Recently, however, I found out just how much I really struggled with book series. I decided to pull together all series I’ve started over the past seven years, or so. I figured I’d have a much better tally if I factored in books I borrowed in the past. Oh, the naïvety! The statistics are, in fact, worse.
Well, I did finish 12 series. That’s not too bad. Now, how many did I decide not to ever finish? 38. Hahaha. Apparently, I’m in the midst of 46 series right now. If manage to finish them, then I’ll overtake the series I marked as DNF. But if I’m honest with myself, odds are against me.
Why Are Series Such a Struggle?
After realising just how perilous my relationship with book series is, I asked myself, why do I struggle so much with reading series?

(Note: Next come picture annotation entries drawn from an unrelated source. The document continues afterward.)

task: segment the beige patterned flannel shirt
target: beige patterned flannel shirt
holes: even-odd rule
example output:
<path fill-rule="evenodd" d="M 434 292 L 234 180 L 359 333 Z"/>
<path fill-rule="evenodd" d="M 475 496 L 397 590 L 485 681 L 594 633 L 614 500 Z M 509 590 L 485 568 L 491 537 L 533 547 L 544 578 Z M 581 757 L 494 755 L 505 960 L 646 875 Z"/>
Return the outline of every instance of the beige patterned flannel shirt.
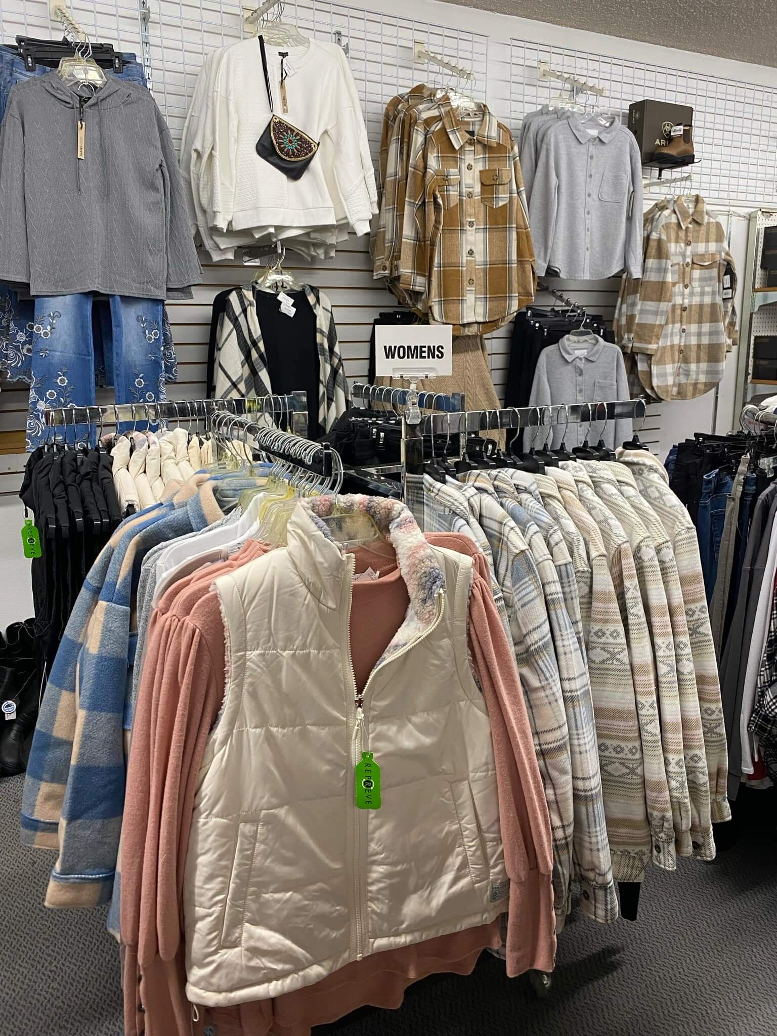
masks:
<path fill-rule="evenodd" d="M 621 286 L 616 340 L 635 354 L 642 386 L 658 399 L 710 392 L 739 341 L 725 231 L 700 195 L 692 201 L 692 209 L 677 199 L 645 213 L 642 277 Z"/>
<path fill-rule="evenodd" d="M 728 747 L 720 701 L 718 662 L 710 628 L 696 529 L 687 509 L 669 489 L 666 469 L 657 457 L 645 450 L 617 450 L 616 456 L 618 461 L 633 473 L 639 492 L 661 519 L 671 540 L 693 652 L 696 691 L 704 735 L 712 819 L 713 823 L 729 821 L 731 810 L 727 795 Z"/>
<path fill-rule="evenodd" d="M 483 106 L 421 119 L 409 147 L 400 285 L 455 335 L 485 334 L 534 300 L 535 253 L 518 146 Z"/>

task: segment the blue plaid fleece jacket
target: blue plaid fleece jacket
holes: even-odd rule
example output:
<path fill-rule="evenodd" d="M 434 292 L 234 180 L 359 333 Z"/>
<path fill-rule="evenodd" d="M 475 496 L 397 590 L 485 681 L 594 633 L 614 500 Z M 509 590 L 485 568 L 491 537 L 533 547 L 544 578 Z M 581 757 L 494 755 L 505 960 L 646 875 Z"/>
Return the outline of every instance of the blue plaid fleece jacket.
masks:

Here are thee reasons:
1. Long Wait for Series
When it comes to series, time elapses before sequels are published. Often that means waiting one to two years before we can continue a story. Lots of things can happen in a year. Memories fade, so I forget details from the previous book. That can easily be remedied by rereading a book before reading the newly released sequel. Not everyone’s into rereading books, though. I don’t reread all that much.
Sometimes I forget I started a series, so the sequel passes me by. In the span of a year or two, reading tastes can change. When I was younger, I loved reading romance in YA books. Nowadays, I often prefer there to be less to no romance. While waiting for a sequel, I also tend to find other books that distract me or excite me more.

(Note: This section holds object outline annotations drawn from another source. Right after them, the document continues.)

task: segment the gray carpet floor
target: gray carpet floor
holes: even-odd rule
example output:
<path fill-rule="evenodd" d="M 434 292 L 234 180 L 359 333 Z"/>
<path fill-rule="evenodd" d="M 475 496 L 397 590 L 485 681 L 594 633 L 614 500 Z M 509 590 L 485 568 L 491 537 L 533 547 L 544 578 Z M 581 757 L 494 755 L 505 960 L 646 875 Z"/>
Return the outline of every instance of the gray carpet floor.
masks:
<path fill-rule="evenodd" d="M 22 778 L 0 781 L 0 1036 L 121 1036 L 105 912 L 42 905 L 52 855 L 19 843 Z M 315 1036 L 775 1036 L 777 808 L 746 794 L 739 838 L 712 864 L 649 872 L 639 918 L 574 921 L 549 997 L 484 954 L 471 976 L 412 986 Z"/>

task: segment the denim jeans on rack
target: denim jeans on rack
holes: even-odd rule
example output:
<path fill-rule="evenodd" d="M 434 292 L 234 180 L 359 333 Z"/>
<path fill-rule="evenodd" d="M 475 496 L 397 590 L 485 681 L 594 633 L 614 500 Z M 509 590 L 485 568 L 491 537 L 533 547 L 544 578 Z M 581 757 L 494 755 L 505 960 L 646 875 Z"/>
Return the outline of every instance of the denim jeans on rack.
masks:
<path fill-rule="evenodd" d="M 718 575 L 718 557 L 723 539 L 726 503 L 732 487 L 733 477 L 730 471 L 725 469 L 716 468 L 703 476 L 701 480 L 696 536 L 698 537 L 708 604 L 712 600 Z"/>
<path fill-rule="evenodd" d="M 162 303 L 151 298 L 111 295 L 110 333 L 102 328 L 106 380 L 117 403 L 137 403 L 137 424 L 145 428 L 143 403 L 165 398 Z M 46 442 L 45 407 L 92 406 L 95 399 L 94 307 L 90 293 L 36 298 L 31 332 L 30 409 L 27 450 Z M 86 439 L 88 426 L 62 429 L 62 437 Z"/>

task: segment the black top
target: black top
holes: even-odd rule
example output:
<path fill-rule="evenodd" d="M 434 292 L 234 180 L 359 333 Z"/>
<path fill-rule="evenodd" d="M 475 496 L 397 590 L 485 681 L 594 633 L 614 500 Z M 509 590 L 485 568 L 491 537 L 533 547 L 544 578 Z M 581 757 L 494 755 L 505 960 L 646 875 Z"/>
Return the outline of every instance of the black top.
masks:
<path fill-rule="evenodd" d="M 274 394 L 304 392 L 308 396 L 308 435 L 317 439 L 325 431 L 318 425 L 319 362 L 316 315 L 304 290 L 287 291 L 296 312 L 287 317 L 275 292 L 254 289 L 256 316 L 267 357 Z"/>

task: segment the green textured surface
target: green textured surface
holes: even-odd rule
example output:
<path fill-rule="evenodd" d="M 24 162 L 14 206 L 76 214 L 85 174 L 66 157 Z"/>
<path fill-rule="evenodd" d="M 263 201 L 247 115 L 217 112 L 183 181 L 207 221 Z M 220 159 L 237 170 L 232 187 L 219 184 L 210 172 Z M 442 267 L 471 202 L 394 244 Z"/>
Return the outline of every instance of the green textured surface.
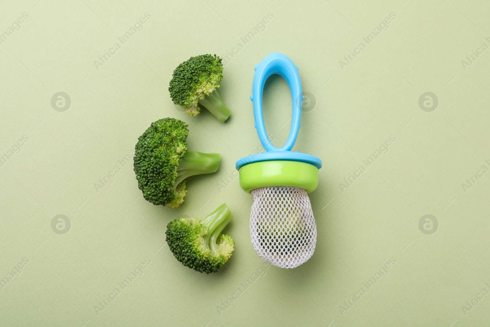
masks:
<path fill-rule="evenodd" d="M 1 33 L 28 15 L 0 44 L 0 156 L 11 156 L 0 168 L 0 277 L 12 277 L 0 290 L 1 326 L 488 326 L 490 295 L 472 299 L 490 291 L 488 1 L 0 5 Z M 118 38 L 146 13 L 143 29 L 137 25 L 122 44 Z M 368 44 L 363 38 L 371 32 Z M 113 54 L 96 67 L 105 51 Z M 219 90 L 232 112 L 228 121 L 178 110 L 167 91 L 173 69 L 193 55 L 227 51 L 235 54 Z M 274 51 L 298 66 L 303 90 L 316 102 L 305 109 L 294 150 L 323 161 L 310 195 L 316 250 L 293 270 L 263 268 L 250 242 L 252 199 L 235 169 L 237 160 L 263 151 L 249 96 L 254 66 Z M 60 92 L 71 99 L 64 112 L 51 106 Z M 290 124 L 289 89 L 272 76 L 265 92 L 267 132 L 280 146 Z M 424 110 L 419 104 L 428 92 L 439 100 L 435 110 L 423 97 Z M 130 158 L 152 122 L 168 116 L 189 124 L 190 150 L 221 154 L 216 173 L 189 178 L 176 209 L 145 201 L 131 160 L 118 161 Z M 374 162 L 365 163 L 371 155 Z M 98 189 L 106 173 L 114 177 Z M 202 218 L 223 202 L 235 217 L 225 231 L 236 243 L 227 268 L 206 275 L 183 267 L 165 245 L 167 223 L 183 214 Z M 419 227 L 428 214 L 438 222 L 430 235 L 436 225 L 424 229 L 427 217 Z M 71 222 L 64 235 L 51 227 L 58 215 Z M 9 275 L 19 263 L 20 275 Z M 387 276 L 364 286 L 387 263 Z M 143 274 L 118 286 L 135 270 Z M 346 306 L 362 288 L 365 294 Z M 120 294 L 98 315 L 94 306 L 116 288 Z"/>
<path fill-rule="evenodd" d="M 247 193 L 268 186 L 300 187 L 310 193 L 318 185 L 318 169 L 298 161 L 261 161 L 244 166 L 239 171 L 240 186 Z"/>

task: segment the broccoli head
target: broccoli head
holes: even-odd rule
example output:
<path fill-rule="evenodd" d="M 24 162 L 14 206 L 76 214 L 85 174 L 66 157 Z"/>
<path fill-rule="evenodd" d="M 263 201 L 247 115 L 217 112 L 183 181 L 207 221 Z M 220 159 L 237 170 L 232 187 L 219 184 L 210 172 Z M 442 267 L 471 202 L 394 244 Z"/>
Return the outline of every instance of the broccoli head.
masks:
<path fill-rule="evenodd" d="M 153 204 L 178 207 L 187 193 L 186 178 L 218 170 L 220 154 L 188 151 L 188 135 L 184 122 L 164 118 L 152 123 L 138 138 L 134 172 L 143 196 Z"/>
<path fill-rule="evenodd" d="M 223 78 L 221 58 L 216 54 L 191 57 L 173 71 L 169 92 L 175 104 L 191 116 L 200 112 L 198 103 L 207 108 L 220 122 L 231 111 L 221 100 L 217 89 Z"/>
<path fill-rule="evenodd" d="M 231 256 L 235 242 L 220 234 L 233 218 L 223 203 L 202 220 L 177 218 L 167 226 L 166 241 L 183 265 L 200 273 L 216 273 Z"/>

2. More pages, greater investment
Series span more than one book, which means there are many more pages to read. It’s one thing to slog through a 320-page standalone that I’m not enjoying. Stakes are higher when it’s a trilogy because suddenly I have to work through 960 pages. I have a hard time casting aside books I’ve started reading. Over the past five-and-a-half years, I started 529 books. 520 I read to the end. I only marked nine books as DNF. Two of them I abandoned because I hated the audiobook narrators, so I might retry them as ebooks.

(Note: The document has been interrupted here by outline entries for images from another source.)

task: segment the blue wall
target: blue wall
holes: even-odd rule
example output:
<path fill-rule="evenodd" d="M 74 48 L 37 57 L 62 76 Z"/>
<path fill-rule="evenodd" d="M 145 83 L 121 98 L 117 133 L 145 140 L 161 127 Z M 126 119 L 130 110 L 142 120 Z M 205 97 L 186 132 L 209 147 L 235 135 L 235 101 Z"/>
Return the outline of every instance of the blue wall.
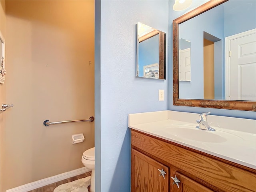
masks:
<path fill-rule="evenodd" d="M 256 112 L 172 104 L 172 20 L 207 1 L 193 1 L 189 9 L 175 12 L 174 0 L 95 1 L 96 191 L 130 191 L 129 113 L 210 110 L 213 114 L 256 119 Z M 168 80 L 136 77 L 138 22 L 167 33 Z M 165 91 L 164 102 L 158 101 L 159 89 Z"/>
<path fill-rule="evenodd" d="M 233 1 L 236 0 L 230 0 Z M 182 16 L 189 11 L 194 9 L 197 6 L 205 3 L 208 0 L 205 1 L 193 1 L 193 3 L 189 9 L 183 11 L 177 12 L 174 11 L 170 8 L 169 12 L 169 36 L 172 36 L 172 21 L 176 18 Z M 244 1 L 240 1 L 243 2 Z M 248 1 L 251 2 L 254 1 Z M 169 7 L 172 7 L 175 1 L 174 0 L 170 0 L 169 1 Z M 248 18 L 247 18 L 248 19 Z M 169 47 L 172 47 L 172 39 L 169 38 Z M 193 113 L 200 113 L 203 112 L 211 111 L 211 114 L 220 115 L 222 116 L 228 116 L 230 117 L 238 117 L 246 118 L 252 119 L 256 119 L 256 112 L 245 111 L 240 111 L 238 110 L 229 110 L 225 109 L 213 109 L 210 108 L 202 108 L 199 107 L 185 107 L 182 106 L 176 106 L 173 105 L 173 101 L 172 98 L 173 92 L 173 82 L 172 82 L 172 61 L 170 58 L 172 58 L 172 49 L 170 49 L 170 51 L 168 52 L 168 57 L 169 58 L 169 62 L 168 66 L 169 68 L 169 76 L 168 81 L 169 82 L 168 87 L 169 89 L 168 90 L 168 108 L 170 110 L 174 111 L 183 111 L 185 112 L 190 112 Z M 189 93 L 188 93 L 189 94 Z"/>
<path fill-rule="evenodd" d="M 166 99 L 158 101 L 158 95 L 159 89 L 164 90 L 167 98 L 166 80 L 136 76 L 136 24 L 141 22 L 166 32 L 168 39 L 168 2 L 100 3 L 95 8 L 96 26 L 100 28 L 100 46 L 96 44 L 99 40 L 95 39 L 96 191 L 130 192 L 128 115 L 166 110 L 168 105 Z"/>
<path fill-rule="evenodd" d="M 232 0 L 225 9 L 225 36 L 256 28 L 256 1 Z"/>

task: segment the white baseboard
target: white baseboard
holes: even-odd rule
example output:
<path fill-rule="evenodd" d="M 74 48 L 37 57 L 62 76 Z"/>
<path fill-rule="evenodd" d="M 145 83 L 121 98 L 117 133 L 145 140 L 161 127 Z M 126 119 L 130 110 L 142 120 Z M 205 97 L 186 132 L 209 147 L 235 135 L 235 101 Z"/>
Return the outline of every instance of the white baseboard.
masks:
<path fill-rule="evenodd" d="M 48 177 L 45 179 L 38 180 L 32 183 L 28 183 L 25 185 L 21 185 L 18 187 L 8 189 L 6 192 L 27 192 L 33 189 L 37 189 L 40 187 L 49 185 L 52 183 L 61 181 L 64 179 L 74 177 L 83 173 L 89 172 L 91 170 L 87 167 L 84 167 L 79 169 L 73 170 L 72 171 L 62 173 L 58 175 Z"/>

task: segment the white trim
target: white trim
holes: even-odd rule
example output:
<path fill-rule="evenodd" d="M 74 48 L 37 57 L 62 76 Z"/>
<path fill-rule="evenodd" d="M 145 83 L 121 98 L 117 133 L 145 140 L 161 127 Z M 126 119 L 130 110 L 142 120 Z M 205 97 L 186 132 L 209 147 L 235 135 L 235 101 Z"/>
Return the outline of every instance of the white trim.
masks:
<path fill-rule="evenodd" d="M 256 33 L 256 29 L 253 29 L 231 35 L 225 38 L 225 95 L 226 100 L 230 100 L 230 58 L 229 51 L 230 50 L 230 41 L 232 40 Z M 232 53 L 231 53 L 231 54 Z"/>
<path fill-rule="evenodd" d="M 61 181 L 74 176 L 89 172 L 91 170 L 87 167 L 84 167 L 82 168 L 73 170 L 65 173 L 59 174 L 58 175 L 48 177 L 45 179 L 38 180 L 32 183 L 21 185 L 18 187 L 12 189 L 8 189 L 6 192 L 26 192 L 33 189 L 37 189 L 40 187 L 54 183 L 58 181 Z"/>

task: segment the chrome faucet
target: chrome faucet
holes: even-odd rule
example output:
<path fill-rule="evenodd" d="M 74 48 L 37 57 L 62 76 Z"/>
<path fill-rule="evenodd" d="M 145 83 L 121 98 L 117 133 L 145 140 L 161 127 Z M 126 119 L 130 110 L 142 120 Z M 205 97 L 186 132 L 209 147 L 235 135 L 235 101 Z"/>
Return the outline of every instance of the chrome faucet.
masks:
<path fill-rule="evenodd" d="M 207 122 L 207 114 L 210 114 L 210 113 L 211 113 L 211 112 L 209 111 L 209 112 L 202 113 L 199 115 L 200 119 L 196 120 L 196 122 L 198 123 L 199 126 L 196 126 L 196 128 L 211 131 L 215 131 L 216 130 L 209 125 Z"/>

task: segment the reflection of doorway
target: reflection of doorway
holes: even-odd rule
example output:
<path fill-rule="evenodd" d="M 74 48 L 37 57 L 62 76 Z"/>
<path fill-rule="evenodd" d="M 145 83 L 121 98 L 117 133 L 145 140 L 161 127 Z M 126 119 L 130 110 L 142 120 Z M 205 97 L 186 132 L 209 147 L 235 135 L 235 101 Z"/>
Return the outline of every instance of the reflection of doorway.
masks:
<path fill-rule="evenodd" d="M 227 37 L 226 43 L 226 99 L 256 100 L 256 29 Z"/>
<path fill-rule="evenodd" d="M 223 99 L 222 41 L 204 32 L 204 98 Z"/>
<path fill-rule="evenodd" d="M 204 39 L 204 98 L 214 99 L 214 43 Z"/>
<path fill-rule="evenodd" d="M 190 48 L 180 50 L 179 78 L 180 81 L 191 81 Z"/>

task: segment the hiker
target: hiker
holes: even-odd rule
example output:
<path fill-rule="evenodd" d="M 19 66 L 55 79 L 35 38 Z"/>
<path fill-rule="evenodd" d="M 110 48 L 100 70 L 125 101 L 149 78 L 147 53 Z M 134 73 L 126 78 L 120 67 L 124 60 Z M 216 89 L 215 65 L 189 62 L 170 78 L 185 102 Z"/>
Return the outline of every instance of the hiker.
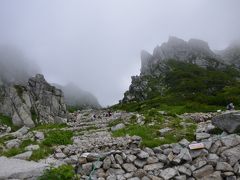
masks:
<path fill-rule="evenodd" d="M 111 117 L 112 114 L 111 114 L 111 111 L 108 111 L 108 117 Z"/>
<path fill-rule="evenodd" d="M 229 104 L 227 105 L 227 110 L 229 110 L 229 111 L 234 110 L 234 105 L 233 105 L 233 103 L 229 103 Z"/>

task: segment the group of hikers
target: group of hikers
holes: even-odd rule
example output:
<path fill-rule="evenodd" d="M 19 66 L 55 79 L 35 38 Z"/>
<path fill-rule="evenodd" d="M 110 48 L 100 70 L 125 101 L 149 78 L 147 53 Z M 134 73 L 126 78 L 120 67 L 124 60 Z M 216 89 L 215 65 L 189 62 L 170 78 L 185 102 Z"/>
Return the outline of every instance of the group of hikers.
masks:
<path fill-rule="evenodd" d="M 229 103 L 229 104 L 227 105 L 226 109 L 229 110 L 229 111 L 232 111 L 232 110 L 235 110 L 235 106 L 234 106 L 233 103 L 231 102 L 231 103 Z"/>
<path fill-rule="evenodd" d="M 111 116 L 112 116 L 111 111 L 108 111 L 106 114 L 103 114 L 103 117 L 111 117 Z M 96 118 L 101 119 L 102 118 L 100 115 L 96 116 L 96 114 L 94 114 L 92 117 L 93 117 L 93 119 L 96 119 Z"/>

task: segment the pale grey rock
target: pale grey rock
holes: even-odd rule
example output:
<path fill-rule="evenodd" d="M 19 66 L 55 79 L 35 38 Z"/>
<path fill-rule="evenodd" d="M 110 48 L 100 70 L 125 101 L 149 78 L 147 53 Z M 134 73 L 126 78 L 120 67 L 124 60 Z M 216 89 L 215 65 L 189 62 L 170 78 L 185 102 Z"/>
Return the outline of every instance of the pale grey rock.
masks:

Series are different. When I finish a book, I consider if I either loved it, or was intrigued by a particular aspect. Should neither apply, I cast the series aside because I’m not willing to invest more time into something I know will feel like a waste of time. Yes, there are series I’ve continued, even though I rated the initial book 1 or 2 stars but there was something that made me hope for redemption of the series. Conversely, there are books I rated 4 stars, but then gave the sequels a pass because the series weren’t memorable enough for me.
3. Nothing Happens
Books that are introspective and relish the moment tend to make my heart sing. Some of my favourite books are those in which nothing seems to happen. They are, however, standalone books. For series, I expect things to happen. The story needs to be justified in its extended length.
I despise trilogies where protagonists are on the run for the entire second book. That means a third of the series is a black hole. I get that in books between the first and the last need to be bridges but if there’s nothing new to be gained, I’m out.